Connecting the dots…

Can you teach the right attitude?

Is it possible to teach someone how to have to right attitude?

As a consultant working for a company that both delivers software and trains others on how to develop software properly, I’m always searching for the best training and communication techniques. These techniques usually revolve around helping agile novice BAs understand the Agile Way – scoping requirements, writing stories and clear acceptance criteria, etc. We often take for granted that the people we are working with already have the implicit skills of a BA – hunger to understand, clarity of thought, succinct and clear communication skills, and, of course, empathy. In short, attitude. This, as I’ve discovered on a few of my gigs, is not always the case. So how do you deal with those situations?

The most powerful way is by example. People are inspired when they see someone passionately doing what they love doing. It’s infectious. If someone else in the team is putting in 100% and really enjoying it, the other team members will notice, and more often than not, push themselves to try a little harder.

Part of leading by example is explaining what you’re doing and why you’re doing it. You may think that what you’re doing is the most logical thing to be doing and that the reasons are clear, but others cont always see this. Vocalizing your steps and thought processes along the way will help others put the pieces together a lot easier. Remember that your experiences have sculpted the way you think and act and gave you the tools to solve problems rationally and logically. Don’t force others to infer – be clear by talking others through your actions.

A second method I use often is simply to ask questions. Most of the time you know the answer, but it isn’t the answer you’re after. You’re trying to help someone understand the right questions to be asking and by doing so, help them see the processes you follow to get to the right answer. The trick with asking questions is being flexible enough to restate your questions in a variety of ways. Your student may not give you the answer you want the first time around, but asking again in a different way may help them understand what you’re getting at.

A third technique I use is just as simple – encouragement. Celebrating the small victories encourages your student, making them want to try harder for more victories. Everyone likes to be told when they’re doing something well, so find something that you can compliment your student about. Stay away from pointing out problems in a negative manner, even if you’re frustrated with a lack of progress or understanding. This will only help to put a distance between you and make it that much harder for any real progress.

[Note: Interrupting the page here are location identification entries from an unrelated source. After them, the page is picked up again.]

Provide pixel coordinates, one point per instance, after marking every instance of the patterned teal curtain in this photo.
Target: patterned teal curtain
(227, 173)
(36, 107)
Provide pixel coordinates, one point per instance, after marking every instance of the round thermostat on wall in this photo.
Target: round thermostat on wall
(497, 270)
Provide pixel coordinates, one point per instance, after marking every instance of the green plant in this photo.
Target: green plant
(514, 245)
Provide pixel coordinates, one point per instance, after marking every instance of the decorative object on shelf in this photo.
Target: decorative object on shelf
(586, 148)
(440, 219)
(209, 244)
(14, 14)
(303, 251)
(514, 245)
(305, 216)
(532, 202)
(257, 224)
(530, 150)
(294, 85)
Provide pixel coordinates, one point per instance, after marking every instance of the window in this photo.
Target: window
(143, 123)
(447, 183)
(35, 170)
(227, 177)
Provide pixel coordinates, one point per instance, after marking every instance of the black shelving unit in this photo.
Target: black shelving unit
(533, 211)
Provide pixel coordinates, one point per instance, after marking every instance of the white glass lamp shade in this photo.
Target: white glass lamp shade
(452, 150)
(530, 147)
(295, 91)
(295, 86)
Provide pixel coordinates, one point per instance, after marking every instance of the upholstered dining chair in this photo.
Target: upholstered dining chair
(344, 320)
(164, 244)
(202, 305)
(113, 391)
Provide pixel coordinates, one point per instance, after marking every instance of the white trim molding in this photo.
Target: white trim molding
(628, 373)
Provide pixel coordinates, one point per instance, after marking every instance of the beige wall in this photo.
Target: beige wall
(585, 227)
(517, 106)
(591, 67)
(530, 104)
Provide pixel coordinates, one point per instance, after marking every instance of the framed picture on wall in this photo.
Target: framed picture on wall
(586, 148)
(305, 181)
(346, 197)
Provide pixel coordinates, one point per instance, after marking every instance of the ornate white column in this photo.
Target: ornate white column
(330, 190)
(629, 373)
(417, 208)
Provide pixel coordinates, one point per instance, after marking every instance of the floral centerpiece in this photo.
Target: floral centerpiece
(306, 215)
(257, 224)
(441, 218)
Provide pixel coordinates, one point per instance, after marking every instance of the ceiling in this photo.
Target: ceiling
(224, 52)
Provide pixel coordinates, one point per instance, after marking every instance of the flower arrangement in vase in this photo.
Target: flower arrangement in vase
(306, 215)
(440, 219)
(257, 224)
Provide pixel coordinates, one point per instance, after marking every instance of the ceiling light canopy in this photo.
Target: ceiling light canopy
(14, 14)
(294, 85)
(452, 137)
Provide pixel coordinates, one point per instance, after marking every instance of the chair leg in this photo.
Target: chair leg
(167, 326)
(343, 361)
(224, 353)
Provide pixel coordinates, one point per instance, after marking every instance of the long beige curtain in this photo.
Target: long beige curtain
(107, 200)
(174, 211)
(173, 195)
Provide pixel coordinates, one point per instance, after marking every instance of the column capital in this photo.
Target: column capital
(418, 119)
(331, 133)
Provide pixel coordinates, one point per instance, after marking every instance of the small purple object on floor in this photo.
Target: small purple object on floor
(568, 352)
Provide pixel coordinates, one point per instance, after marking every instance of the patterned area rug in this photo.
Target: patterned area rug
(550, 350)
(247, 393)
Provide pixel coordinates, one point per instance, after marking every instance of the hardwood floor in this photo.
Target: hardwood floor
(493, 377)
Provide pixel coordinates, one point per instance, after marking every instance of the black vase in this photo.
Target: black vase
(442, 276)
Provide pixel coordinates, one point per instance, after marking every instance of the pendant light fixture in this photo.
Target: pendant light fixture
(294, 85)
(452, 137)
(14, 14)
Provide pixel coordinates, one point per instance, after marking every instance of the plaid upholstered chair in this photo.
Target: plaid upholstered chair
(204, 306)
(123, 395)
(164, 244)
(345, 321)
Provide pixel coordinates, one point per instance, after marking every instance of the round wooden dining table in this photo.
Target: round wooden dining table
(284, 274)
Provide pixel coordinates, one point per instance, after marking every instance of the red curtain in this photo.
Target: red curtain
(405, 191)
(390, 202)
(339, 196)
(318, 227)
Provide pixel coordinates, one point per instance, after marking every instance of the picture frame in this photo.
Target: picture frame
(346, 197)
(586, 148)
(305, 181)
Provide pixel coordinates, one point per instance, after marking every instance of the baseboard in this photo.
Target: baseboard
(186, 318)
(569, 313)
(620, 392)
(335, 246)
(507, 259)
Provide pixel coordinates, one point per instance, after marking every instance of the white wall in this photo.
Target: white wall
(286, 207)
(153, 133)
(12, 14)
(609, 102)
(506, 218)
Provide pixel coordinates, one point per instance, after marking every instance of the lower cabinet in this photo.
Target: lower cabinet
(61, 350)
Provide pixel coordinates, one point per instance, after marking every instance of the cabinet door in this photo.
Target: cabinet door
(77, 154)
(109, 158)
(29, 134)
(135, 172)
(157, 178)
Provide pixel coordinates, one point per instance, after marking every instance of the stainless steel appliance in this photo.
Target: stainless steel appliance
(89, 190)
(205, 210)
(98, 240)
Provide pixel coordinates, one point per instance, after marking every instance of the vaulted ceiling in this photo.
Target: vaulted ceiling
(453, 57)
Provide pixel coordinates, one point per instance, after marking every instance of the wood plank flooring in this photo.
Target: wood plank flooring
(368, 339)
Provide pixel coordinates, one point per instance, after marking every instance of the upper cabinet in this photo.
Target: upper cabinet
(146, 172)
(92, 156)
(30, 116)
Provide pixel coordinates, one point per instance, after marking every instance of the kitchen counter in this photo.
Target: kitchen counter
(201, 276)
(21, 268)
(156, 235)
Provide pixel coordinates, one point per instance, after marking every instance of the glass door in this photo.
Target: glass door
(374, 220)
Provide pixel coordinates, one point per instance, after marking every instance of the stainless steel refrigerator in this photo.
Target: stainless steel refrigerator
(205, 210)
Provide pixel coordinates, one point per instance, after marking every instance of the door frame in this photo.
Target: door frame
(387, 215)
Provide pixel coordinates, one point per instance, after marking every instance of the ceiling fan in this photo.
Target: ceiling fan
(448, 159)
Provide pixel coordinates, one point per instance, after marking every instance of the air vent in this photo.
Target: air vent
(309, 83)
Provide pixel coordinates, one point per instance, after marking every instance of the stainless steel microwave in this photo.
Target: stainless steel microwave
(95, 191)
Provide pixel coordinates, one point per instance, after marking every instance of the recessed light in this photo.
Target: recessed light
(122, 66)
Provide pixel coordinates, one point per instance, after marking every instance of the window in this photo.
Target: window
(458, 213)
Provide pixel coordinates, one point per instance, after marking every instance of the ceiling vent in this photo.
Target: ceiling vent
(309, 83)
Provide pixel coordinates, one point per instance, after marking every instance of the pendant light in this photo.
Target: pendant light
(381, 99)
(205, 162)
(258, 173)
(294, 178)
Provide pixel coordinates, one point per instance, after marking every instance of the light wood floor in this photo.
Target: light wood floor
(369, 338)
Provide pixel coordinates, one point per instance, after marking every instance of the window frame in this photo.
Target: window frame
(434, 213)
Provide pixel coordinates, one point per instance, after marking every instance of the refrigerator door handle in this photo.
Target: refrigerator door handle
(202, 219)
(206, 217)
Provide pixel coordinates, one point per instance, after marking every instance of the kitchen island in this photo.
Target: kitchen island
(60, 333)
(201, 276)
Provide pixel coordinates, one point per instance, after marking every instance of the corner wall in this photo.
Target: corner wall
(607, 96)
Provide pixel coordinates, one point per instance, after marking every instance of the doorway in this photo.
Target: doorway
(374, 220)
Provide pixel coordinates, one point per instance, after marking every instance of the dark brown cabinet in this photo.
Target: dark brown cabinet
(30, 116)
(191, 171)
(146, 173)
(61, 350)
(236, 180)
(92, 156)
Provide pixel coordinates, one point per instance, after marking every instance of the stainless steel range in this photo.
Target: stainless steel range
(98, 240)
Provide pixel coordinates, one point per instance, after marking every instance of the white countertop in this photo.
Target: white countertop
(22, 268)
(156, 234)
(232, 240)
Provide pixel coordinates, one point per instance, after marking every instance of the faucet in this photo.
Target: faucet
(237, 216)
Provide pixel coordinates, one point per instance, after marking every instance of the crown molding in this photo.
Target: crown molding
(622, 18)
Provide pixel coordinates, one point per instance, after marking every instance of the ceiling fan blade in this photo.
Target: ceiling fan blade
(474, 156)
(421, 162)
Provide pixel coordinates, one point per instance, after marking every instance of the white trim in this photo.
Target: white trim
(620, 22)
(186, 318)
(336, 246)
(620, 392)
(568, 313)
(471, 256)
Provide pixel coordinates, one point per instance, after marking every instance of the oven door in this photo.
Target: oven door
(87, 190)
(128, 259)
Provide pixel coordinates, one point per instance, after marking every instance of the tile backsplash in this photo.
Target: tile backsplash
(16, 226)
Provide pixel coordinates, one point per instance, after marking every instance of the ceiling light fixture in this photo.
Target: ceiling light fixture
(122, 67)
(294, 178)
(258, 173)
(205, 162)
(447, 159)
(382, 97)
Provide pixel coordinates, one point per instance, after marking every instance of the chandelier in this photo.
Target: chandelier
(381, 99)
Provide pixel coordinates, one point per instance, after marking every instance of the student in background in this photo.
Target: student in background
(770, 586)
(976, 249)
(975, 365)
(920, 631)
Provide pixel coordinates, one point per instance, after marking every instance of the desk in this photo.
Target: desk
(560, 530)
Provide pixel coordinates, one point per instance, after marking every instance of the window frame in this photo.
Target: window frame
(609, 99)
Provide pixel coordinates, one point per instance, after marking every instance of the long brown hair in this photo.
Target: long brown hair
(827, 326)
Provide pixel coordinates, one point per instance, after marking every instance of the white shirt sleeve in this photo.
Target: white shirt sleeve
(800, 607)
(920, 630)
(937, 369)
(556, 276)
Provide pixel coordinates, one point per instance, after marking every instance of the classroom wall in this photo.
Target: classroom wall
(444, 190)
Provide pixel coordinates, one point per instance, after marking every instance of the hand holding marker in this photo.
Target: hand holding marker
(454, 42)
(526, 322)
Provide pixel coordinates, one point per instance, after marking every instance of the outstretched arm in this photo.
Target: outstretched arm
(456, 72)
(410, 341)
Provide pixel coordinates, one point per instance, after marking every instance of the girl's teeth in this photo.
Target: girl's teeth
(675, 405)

Remember that not everyone will find this as easy as you may, and they may need a lot more time to even get the basics right.

Attitude problems can stem from a number of factors and are generally a symptom of other issues that can be deeper and more personal than you think. Remember that ultimately, we are all just human with our own unique histories, emotions and perspectives, and that we each need something different to motivate us. Keeping this in mind will help you approach others with the sensitivity and respect they deserve, and that you as a consultant are being paid for.